Ottawa Citizen

A trophy we all seek: the normalcy of a pre-pandemic world

- ANDREW MACDOUGALL Andrew MacDougall is a London-based communicat­ions consultant and ex-director of communicat­ions to former prime minister Stephen Harper.

You know, I had almost forgotten what it felt like to be among a crowd of strangers.

There I was last weekend, sitting alongside 15,000 or so fanatics in a magnificen­t openair stadium, watching a bunch of highly paid athletes kick a ball about in the world's biggest game in club soccer. Even better, it was my team, Chelsea, out on the pitch, and I was in another country, Portugal, taking it all in. The smile on my face could be seen from outer space.

Win or lose, being outside of England for the first time since June 2019 was trophy enough. After 15 months of off-and-on lockdown, it was magnificen­t to once again suffer the indignitie­s of travel: the intrusive airport security, over-perfumed dutyfree, and cramped budget airline with zero leg room. Even the new hassles of the pre-flight COVID test and extra passenger locator forms were minor irritation­s, not major obstacles. The return to “normal” is now tantalizin­gly close.

Of course, it takes two locations to travel, and the atmosphere in Porto, while warm, remained apprehensi­ve.

There were the primary concerns: the local constabula­ry not quite knowing what to make of a bunch of (mostly male) Brits invading their historic old town, drowned in lager and singing soccer chants filled with expletives. And then there were the essentials of the pandemic state: a strict local curfew and mandatory masking in all public places.

Portugal's case numbers aren't bad, but neither is their vaccinatio­n rate good, so even thousands of pre-tested strangers weren't going to be allowed to place the locals in jeopardy.

These challenges in hosting a major sporting event between two English teams in Portugal, weeks after the loosening of bilateral travelling restrictio­ns between the two countries, represent a microcosm of the challenges facing the world as it reopens from its COVID-enforced hibernatio­n. As much as we like to pretend it's in our hands as a country, it will take everyone around the world getting it right to get things properly opened up.

Having experience­d the elation of once again walking in a strange land, eating great food, and meeting new friends, I don't want to go backwards into lockdown again. The elation I experience­d on my brief sojourn was much like I imagine a hit from a hard narcotic to be. The politician­s who give this feeling to the masses will be rewarded; those who take it away after giving it will be punished.

It's a strange state of political affairs.
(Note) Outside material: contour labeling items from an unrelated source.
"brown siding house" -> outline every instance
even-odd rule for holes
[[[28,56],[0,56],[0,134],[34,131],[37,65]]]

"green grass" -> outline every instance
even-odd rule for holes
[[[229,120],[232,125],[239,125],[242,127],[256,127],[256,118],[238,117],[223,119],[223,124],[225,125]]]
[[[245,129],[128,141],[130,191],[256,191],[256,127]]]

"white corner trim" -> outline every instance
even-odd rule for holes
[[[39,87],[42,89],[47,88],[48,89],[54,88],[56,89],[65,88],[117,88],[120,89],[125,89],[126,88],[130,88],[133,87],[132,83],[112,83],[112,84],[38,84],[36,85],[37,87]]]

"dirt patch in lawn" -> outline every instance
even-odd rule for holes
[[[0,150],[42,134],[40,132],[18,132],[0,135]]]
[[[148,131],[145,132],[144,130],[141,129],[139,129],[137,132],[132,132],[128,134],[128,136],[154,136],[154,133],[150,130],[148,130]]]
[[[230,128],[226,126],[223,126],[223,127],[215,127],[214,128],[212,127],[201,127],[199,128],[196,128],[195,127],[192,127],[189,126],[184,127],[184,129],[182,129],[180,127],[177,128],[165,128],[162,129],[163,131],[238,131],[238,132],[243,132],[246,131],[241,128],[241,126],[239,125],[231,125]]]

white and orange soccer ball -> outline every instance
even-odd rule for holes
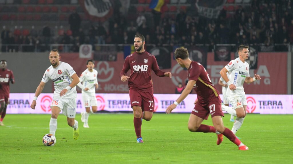
[[[52,146],[55,143],[56,138],[52,134],[46,134],[43,137],[43,144],[46,146]]]

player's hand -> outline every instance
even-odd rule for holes
[[[260,78],[260,76],[259,75],[256,75],[256,74],[254,74],[254,78],[257,80],[260,80],[261,79],[261,78]]]
[[[232,84],[229,86],[229,88],[230,89],[230,90],[233,91],[236,89],[236,86]]]
[[[164,75],[165,75],[165,76],[167,77],[170,77],[170,78],[172,78],[172,74],[171,73],[171,72],[165,72]]]
[[[193,103],[193,104],[195,105],[196,104],[196,103],[197,103],[197,101],[198,101],[198,100],[197,99],[195,100],[195,101],[194,101],[194,103]]]
[[[60,92],[60,97],[61,97],[62,96],[65,95],[65,94],[66,93],[66,92],[67,92],[68,91],[68,90],[66,89],[64,89],[61,91],[61,92]]]
[[[121,77],[121,81],[123,82],[125,82],[128,80],[128,79],[130,78],[130,77],[128,77],[127,76],[122,75]]]
[[[171,113],[173,109],[175,109],[176,108],[176,106],[177,106],[177,105],[174,104],[173,104],[169,106],[168,108],[167,108],[167,109],[166,109],[166,113],[167,114],[168,114]]]
[[[37,102],[35,100],[33,100],[32,104],[30,104],[30,108],[33,109],[35,109],[36,105],[37,105]]]

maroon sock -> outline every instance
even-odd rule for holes
[[[239,145],[241,143],[240,140],[236,137],[236,136],[232,131],[228,128],[225,128],[224,132],[222,134],[237,146],[239,146]]]
[[[196,130],[197,132],[203,132],[204,133],[215,133],[216,129],[215,127],[211,126],[209,126],[204,124],[201,124],[200,126]]]
[[[142,120],[140,118],[133,118],[133,123],[134,124],[134,129],[135,130],[137,138],[142,137]]]

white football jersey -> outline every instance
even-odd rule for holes
[[[91,72],[88,70],[88,69],[87,69],[83,72],[79,77],[79,83],[77,84],[77,86],[82,89],[82,93],[91,95],[96,94],[95,84],[98,84],[97,76],[98,71],[94,69],[93,69],[93,72]],[[84,90],[85,88],[89,89],[86,91]]]
[[[61,91],[72,82],[73,79],[71,77],[75,73],[75,71],[70,65],[60,61],[57,67],[53,68],[51,65],[48,68],[45,72],[42,81],[46,83],[49,79],[52,80],[54,83],[55,89],[53,96],[60,97]],[[77,95],[76,87],[74,87],[67,91],[62,98],[66,99],[75,99]]]
[[[243,83],[246,77],[249,77],[249,65],[246,62],[243,63],[239,57],[231,61],[225,66],[230,75],[229,79],[236,87],[236,89],[231,91],[227,89],[227,95],[233,96],[234,94],[245,94]]]

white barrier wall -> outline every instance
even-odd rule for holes
[[[164,112],[179,96],[176,94],[154,94],[155,112]],[[222,96],[221,95],[221,96]],[[248,113],[261,114],[293,114],[293,95],[246,95]],[[37,101],[36,109],[30,107],[33,93],[11,93],[10,104],[7,113],[10,114],[51,113],[50,106],[53,94],[41,94]],[[98,111],[110,112],[132,111],[128,94],[96,94]],[[190,113],[194,107],[193,102],[196,95],[189,95],[177,106],[173,112]],[[85,109],[81,94],[76,99],[76,112],[84,111]]]

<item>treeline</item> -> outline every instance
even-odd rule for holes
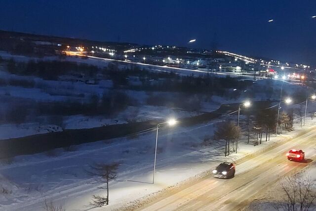
[[[10,73],[22,76],[35,76],[47,80],[57,80],[58,77],[71,73],[94,74],[98,67],[86,64],[60,61],[30,60],[28,62],[16,62],[10,59],[7,64]]]
[[[300,122],[301,127],[304,116],[303,108],[289,109],[280,112],[277,119],[277,108],[273,107],[267,109],[270,104],[262,103],[258,109],[254,111],[245,109],[241,114],[245,118],[241,120],[239,128],[237,126],[237,121],[226,121],[220,123],[216,127],[214,138],[225,141],[225,155],[229,155],[231,152],[237,150],[237,140],[242,136],[246,138],[247,143],[254,146],[261,144],[262,141],[270,139],[271,133],[276,133],[276,127],[278,133],[282,131],[292,129],[295,117]],[[212,139],[206,136],[203,144],[212,144]]]

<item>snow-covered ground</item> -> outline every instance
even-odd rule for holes
[[[315,151],[316,150],[316,148],[315,147],[312,149],[304,149],[306,157],[315,159]],[[312,153],[311,153],[311,150],[314,151]],[[293,190],[293,189],[290,188],[291,184],[289,184],[289,179],[293,181],[295,178],[300,178],[302,181],[309,181],[309,182],[311,182],[312,185],[310,188],[312,194],[314,194],[314,196],[316,195],[316,161],[314,160],[301,171],[295,172],[293,174],[288,175],[287,177],[280,179],[278,182],[276,184],[276,185],[270,187],[263,193],[258,195],[247,207],[245,208],[244,211],[253,210],[258,211],[283,211],[280,206],[280,203],[286,202],[286,200],[287,197],[286,193],[282,190],[282,185],[283,185],[288,190]],[[291,197],[293,196],[293,192],[290,192],[290,194]],[[296,194],[298,194],[298,193],[297,192]],[[297,200],[299,200],[299,199],[297,198]],[[297,204],[297,205],[298,205]],[[297,208],[297,210],[299,210],[299,208]],[[315,201],[309,210],[316,210],[316,204]]]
The pleasures of quotidian life aren't things politician­s normally control, but they're the experience­s our representa­tives now hold in their hands as they work with public health experts to reopen safely. The main thing they'll need to get right is maintainin­g the direction of travel; those who offer a slower, more cautious reopening will take some heat, but those who reopen too quickly only to have to shut down at a later point will take more.

Nor will it be as simple as monitoring local case counts and hospitaliz­ations; what's happening in Porto matters as much as what's happening in Prince Rupert. New variants, especially ones such as the variant identified in India, which have been circulatin­g rapidly even among highly vaccinated population­s like the United Kingdom, need to be watched like a hawk.

The pain of this virus is that any victories are likely to only be temporary, so reopenings need to be safeguarde­d with border vigilance, mass testing and booster vaccinatio­ns. Any opening plan without those bits in place will fail.

Put differentl­y, it will take teamwork, across all levels of government. Like how, in the 42nd minute, the Chelsea keeper swung it out wide to the wing back, who nudged it along to the forward, who picked his head up and split the defence with a pass to the striker, who then nudged around the onrushing keeper to bury the ball into the back of the net. Victory!

And oh, how we screamed.

How we jumped. How we hugged perfect strangers. A whole year's worth of COVID-19 restrictio­ns binned and forgotten in a moment of sweet euphoria. It's a feeling I wish on everyone.